In Paris, their trip sours, not because of the usual culprits (rude Parisians, discombobulating rotaries, too much foie gras) but a hyper-speed tour bus that blitzes through tourist sites and eventually leaves them behind. This (along with sudden rain) is enough to make the trip a disaster in the eyes of Grace.
She sums up the status allure of the French capital, lamenting that she’s not “the kind of person” who can go to Paris.
But at that moment, the trio crosses paths with a wealthy heiress who looks exactly like Grace, because, well, she’s also Selena Gomez. As Cordelia Winthrop Scott, Gomez plays a British, snobby look-alike to Grace. Urged on by Emma and buoyed by a confused hotel staff, Grace impersonates Cordelia, winning them a fancy room for the night and tickets on a private jet the next day to Monaco.
At Monte Carlo, the action generally swirls around the plush Hotel de Paris, as the girls live out a fantasy of luxury, complete with an international consortium of handsome men. Grace falls in with a young French aristocrat (Pierre Boulanger), Emma lands a dashing Italian (Giulio Berruti) while her hometown boyfriend (Cory Monteith) tries to track her down, and Meg hits it off with an Australian backpacker (Luke Bracey).
The disguise, naturally, begins to wear thin. But for the most part, the stakes never feel very high in “Monte Carlo.” The girls occasionally bicker, but they’re never much at each other’s throats. Until the final scenes bring things to a head, there are surprisingly few close scrapes and not even one visit to the local casinos.

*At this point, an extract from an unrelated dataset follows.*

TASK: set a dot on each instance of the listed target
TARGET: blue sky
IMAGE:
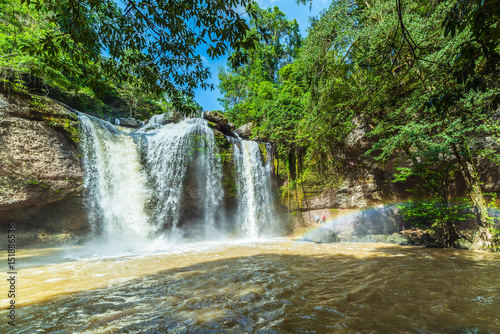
(208, 99)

Impersonating a famous heiress, one would think, might lead to numerous comical situations. But then again, it’s “Some Like it Hot,” not “All Like it Hot.” “Monte Carlo” likes it lukewarm.
That’s partially because Gomez, while endearingly earnest, doesn’t command the screen. It’s essentially her first semi-adult film, and one feels her stretching. Meester and Cassidy provide solid sidekicks, though that perhaps sells them short: They ultimately carry the movie. All of their storylines lead to self-discovery and sappiness.
Nevertheless, director Thomas Bezucha (“The Family Stone”), production designer Hugo Luczyc-Wyhowski (who frequently works with Stephen Frears) and the composer Michael Giacchino (“Up,” “Super 8”) do exceptionally well in giving the limp material (the script was loosely based on a novel by Jules Bass and co-written by Bezucha and numerous others) a first-rate production.
The tone is light and the pacing efficient. Giacchino’s graceful score, in particular, stands above. Its French flourishes sound like a B-side to his superb score to “Ratatouille.”
Though the raison d’etre of “Monte Carlo” is to glorify and benefit from the glamour of the Riviera, the girls — to their credit — ultimately reject it. In one scene, Emma watches “To Catch a Thief,” but even from the lavish confines of the Hotel the Paris, Grace Kelly still seems unattainable, a world away.